Odnosząc się do okoliczności związanej z brakiem wydania nieruchomości pracownikom powódki w dniu 9 listopada 2009 r. należy podnieść, iż sami pozwani w piśmie z dnia 25 lutego 2010 r. skierowanym do (...) wprost przyznali, iż sporne grunty nie zostały przejęte przez pracowników tej Agencji, przy czym jako przyczynę tego stanu rzeczy pozwani wskazali zawinione ich zdaniem zachowanie pracowników Agencji polegające na odmowie zabezpieczenia roszczeń pozwanych o nakłady poczynione na grunty (k. 184 – pismo).
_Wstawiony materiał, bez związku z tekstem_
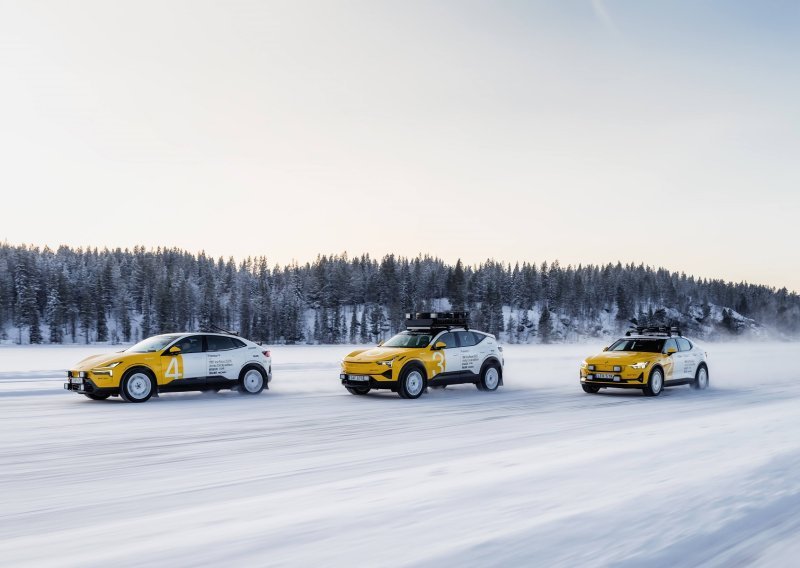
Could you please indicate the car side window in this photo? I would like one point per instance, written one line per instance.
(219, 343)
(193, 344)
(449, 340)
(465, 338)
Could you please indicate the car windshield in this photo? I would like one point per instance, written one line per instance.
(152, 344)
(408, 339)
(640, 345)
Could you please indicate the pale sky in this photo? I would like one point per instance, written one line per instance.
(586, 131)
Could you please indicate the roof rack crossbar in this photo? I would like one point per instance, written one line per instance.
(665, 330)
(437, 320)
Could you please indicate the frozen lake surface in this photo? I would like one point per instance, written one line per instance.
(536, 474)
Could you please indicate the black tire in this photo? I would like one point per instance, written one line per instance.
(412, 382)
(655, 383)
(490, 377)
(701, 379)
(252, 380)
(96, 396)
(137, 385)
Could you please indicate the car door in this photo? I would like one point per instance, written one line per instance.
(669, 362)
(223, 361)
(448, 359)
(470, 358)
(189, 366)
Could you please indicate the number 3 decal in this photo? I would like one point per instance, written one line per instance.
(438, 358)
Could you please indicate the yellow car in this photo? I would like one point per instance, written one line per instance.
(436, 350)
(648, 359)
(174, 362)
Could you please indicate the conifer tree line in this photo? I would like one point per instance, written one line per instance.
(86, 295)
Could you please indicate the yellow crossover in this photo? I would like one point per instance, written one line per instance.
(174, 362)
(648, 359)
(436, 350)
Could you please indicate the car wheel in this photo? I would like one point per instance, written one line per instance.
(137, 386)
(97, 396)
(412, 382)
(251, 381)
(701, 378)
(655, 384)
(490, 378)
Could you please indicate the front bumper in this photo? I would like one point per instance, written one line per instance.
(88, 386)
(626, 378)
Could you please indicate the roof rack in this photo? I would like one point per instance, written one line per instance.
(441, 320)
(665, 330)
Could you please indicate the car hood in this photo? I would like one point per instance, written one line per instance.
(379, 354)
(621, 357)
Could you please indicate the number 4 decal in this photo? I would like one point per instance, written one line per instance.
(173, 369)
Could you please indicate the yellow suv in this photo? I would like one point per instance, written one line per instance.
(436, 350)
(647, 358)
(174, 362)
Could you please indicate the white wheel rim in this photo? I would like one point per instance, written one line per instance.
(253, 380)
(139, 386)
(656, 382)
(492, 378)
(414, 383)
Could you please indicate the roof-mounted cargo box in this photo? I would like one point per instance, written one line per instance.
(437, 320)
(665, 330)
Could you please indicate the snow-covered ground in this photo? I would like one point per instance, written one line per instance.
(537, 474)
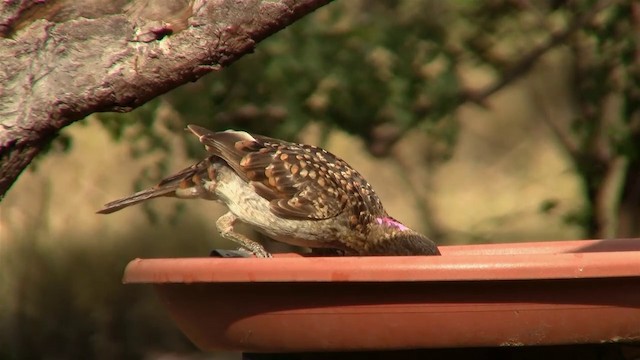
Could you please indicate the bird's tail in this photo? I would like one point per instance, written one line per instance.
(192, 182)
(136, 198)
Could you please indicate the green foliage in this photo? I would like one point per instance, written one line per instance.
(381, 69)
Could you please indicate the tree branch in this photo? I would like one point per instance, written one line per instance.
(55, 72)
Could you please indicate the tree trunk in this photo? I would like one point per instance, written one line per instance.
(63, 60)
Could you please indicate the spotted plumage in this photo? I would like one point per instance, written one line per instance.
(294, 193)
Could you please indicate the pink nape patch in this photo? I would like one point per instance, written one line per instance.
(391, 222)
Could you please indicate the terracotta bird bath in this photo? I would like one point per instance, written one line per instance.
(545, 293)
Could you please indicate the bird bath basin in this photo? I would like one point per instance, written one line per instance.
(545, 293)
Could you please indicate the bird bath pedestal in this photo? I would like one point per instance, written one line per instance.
(525, 294)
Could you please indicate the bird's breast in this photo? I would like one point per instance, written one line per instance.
(242, 200)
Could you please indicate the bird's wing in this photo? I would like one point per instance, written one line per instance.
(300, 181)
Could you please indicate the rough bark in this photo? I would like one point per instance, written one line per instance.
(63, 60)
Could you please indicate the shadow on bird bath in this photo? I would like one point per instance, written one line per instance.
(543, 293)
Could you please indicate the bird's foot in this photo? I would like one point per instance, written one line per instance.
(225, 226)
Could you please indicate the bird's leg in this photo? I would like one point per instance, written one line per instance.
(225, 226)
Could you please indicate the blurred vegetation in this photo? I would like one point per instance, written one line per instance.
(381, 70)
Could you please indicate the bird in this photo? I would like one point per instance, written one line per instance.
(294, 193)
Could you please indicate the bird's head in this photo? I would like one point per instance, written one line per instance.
(390, 237)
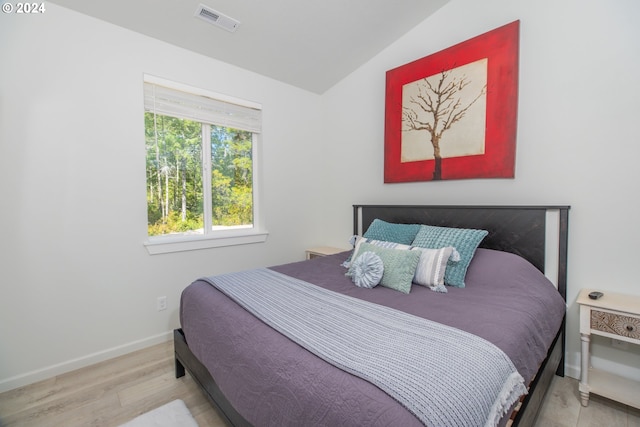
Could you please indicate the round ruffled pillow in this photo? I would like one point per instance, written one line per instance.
(366, 270)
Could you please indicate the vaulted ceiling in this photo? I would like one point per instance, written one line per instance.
(311, 44)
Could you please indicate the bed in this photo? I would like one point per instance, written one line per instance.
(256, 375)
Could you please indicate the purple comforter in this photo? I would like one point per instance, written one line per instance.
(273, 381)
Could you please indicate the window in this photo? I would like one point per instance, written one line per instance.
(201, 156)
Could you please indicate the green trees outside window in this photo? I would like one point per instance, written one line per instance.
(193, 170)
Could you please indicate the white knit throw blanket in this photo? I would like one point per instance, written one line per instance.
(444, 376)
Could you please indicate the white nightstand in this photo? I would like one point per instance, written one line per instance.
(323, 251)
(614, 316)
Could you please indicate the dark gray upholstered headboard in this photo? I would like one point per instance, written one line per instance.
(536, 233)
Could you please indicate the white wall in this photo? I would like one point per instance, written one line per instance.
(577, 141)
(76, 283)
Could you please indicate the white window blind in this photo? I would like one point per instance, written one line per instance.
(201, 107)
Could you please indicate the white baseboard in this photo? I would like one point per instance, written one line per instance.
(81, 362)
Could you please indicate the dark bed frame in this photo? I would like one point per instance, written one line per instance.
(518, 229)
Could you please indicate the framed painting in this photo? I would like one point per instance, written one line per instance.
(453, 114)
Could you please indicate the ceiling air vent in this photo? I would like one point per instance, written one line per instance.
(216, 18)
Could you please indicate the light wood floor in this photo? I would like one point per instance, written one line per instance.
(113, 392)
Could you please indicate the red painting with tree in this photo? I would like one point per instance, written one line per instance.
(453, 114)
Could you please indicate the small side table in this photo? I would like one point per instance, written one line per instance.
(615, 316)
(323, 251)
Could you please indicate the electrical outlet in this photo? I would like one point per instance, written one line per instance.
(162, 303)
(623, 345)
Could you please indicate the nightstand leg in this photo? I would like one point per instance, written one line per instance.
(584, 372)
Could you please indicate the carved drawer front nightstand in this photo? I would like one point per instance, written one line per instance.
(614, 316)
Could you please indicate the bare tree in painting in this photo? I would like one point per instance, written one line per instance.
(435, 108)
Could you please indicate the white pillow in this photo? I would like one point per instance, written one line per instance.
(431, 267)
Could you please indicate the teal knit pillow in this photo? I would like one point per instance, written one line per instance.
(399, 266)
(465, 240)
(398, 233)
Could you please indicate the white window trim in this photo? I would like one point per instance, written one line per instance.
(168, 244)
(228, 237)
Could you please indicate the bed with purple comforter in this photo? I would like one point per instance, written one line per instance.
(267, 379)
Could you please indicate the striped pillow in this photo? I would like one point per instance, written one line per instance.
(431, 267)
(465, 240)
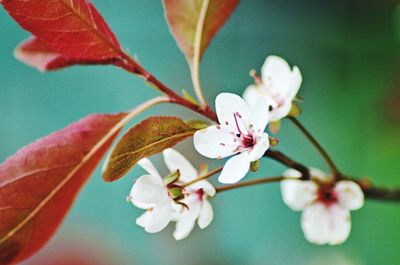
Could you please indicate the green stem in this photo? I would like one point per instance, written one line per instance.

W tym stanie rzeczy należało uznać, iż odmienne twierdzenia strony pozwanej przedstawione w sprzeciwie od nakazu zapłaty i w apelacji są twierdzeniami niezgodnymi z rzeczywistym stanem rzeczy, złożonymi jedynie na użytek niniejszego procesu, pozostają bowiem w sprzeczności z twierdzeniami strony pozwanej zawartymi w korespondencji przedprocesowej pomiędzy stronami. Za taką oceną przemawiają także dalsze sprzeczności w twierdzeniach strony pozwanej, a mianowicie w uzasadnieniu sprzeciwu od nakazu zapłaty strona pozwana wskazała, iż protokół przekazania nieruchomości został sporządzony w dniu 9 listopada 2009 r., ale odmówili podpisania protokołu w przedmiocie przekazania nieruchomości pracownikom powódki, ponieważ pracownicy ci nie chcieli umieścić w protokole informacji o wykonanych przez pozwanych zasiewach i poniesionych nakładach (k. 41), podczas gdy w apelacji podnieśli, iż protokół przekazania nie został podpisany przez pozwanych dlatego, iż nie został im przedstawiony do podpisu przez pracowników powódki (k. 259). Dodatkowo należy podnieść, iż stronie pozwanej jako dzierżawcy nieruchomości co do zasady nie przysługiwało prawo zatrzymania przedmiotu byłego stosunku prawnego, co wynika wprost z treści przepisu art. 461 § 2 kc. Ponadto, dla wyczerpania toku rozważań, należy zaznaczyć, iż nawet gdyby pozwanemu przysługiwało prawo zatrzymania rzeczy do chwili zaspokojenia roszczenia o zwrot nakładów to nie dawało to stronie pozwanej uprawnienia do nieopłatnego korzystania z cudzej rzeczy (por. wyrok Sądu Najwyższego z dnia 5.09.2003 r., II CKN 444/01, nie publ.).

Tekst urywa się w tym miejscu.